さらに、たけこし市議は先進地である川崎市や相模原市を視察した経験を紹介。川崎市では、最高50万円の罰金をともなう実効性のある条例を制定し、市が専門業者に委託してネット上の差別的言動を主体的にモニタリングし、プロバイダーへの削除要請をおこなっており、87%という極めて高い比率で削除されている実績を紹介しました。これを踏まえ、「本市の人権施策はいまだに理念の域を出ていない。いかなるヘイトスピーチも排外主義も許さないという『反ヘイトスピーチ宣言』を明確に発信すべきではないか」と質しました。

 

これに対し市は、「特定の民族や国籍の人びとを不当に排除・排斥し、危害を加えるとし、著しく見下すような言動は相手の尊厳を傷つけ、決して許されない」と答弁し、「事案が生じた場合には、市長によるメッセージ発出を含め毅然とした対応をおこなう」と明言しました。 また、川崎市のように市主体でネット上の差別的言動を監視するウェブ対策の実施を求めた点については、市は「国においてインターネット上の誹謗中傷等への対応を目的に情報流通プラットフォーム対処法が施行された。その動向を注視し、効果的な手法を検討していく」と答弁するにとどまりました。

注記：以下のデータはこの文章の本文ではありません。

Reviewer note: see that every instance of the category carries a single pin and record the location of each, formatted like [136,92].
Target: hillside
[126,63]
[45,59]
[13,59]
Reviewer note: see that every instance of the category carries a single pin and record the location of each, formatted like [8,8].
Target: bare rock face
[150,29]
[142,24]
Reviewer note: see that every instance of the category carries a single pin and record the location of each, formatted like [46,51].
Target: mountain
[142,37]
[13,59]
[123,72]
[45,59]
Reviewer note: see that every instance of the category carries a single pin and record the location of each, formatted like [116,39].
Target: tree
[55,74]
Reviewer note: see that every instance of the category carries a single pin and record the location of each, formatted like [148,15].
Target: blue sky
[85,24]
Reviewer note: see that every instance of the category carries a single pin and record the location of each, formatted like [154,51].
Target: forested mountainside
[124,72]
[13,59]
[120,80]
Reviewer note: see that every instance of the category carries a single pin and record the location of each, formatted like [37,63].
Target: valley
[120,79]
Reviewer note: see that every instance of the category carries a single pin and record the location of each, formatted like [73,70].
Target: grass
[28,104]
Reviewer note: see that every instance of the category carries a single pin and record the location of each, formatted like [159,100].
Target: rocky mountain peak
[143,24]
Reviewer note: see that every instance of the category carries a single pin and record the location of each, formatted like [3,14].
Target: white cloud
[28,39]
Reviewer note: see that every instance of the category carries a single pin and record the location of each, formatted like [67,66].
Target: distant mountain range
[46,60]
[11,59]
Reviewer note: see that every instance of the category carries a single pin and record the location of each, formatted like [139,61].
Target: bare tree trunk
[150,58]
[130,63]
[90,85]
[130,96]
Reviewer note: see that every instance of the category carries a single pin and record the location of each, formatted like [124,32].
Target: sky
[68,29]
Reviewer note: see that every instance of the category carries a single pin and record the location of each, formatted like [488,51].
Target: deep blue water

被害者からの相談を待つだけの受け身の姿勢に対し、本市自身が当事者意識を持ち、包括的かつ実効性の高いヘイトスピーチ対策を早急に構築することが求められています。

 

たけこし市議は他に、ナフサ由来の原料不足にともなう市内経済への影響で市内中小企業への直接支援の対応を求めたほか、本市独自の「子どもの権利条例」制定についても質問しました。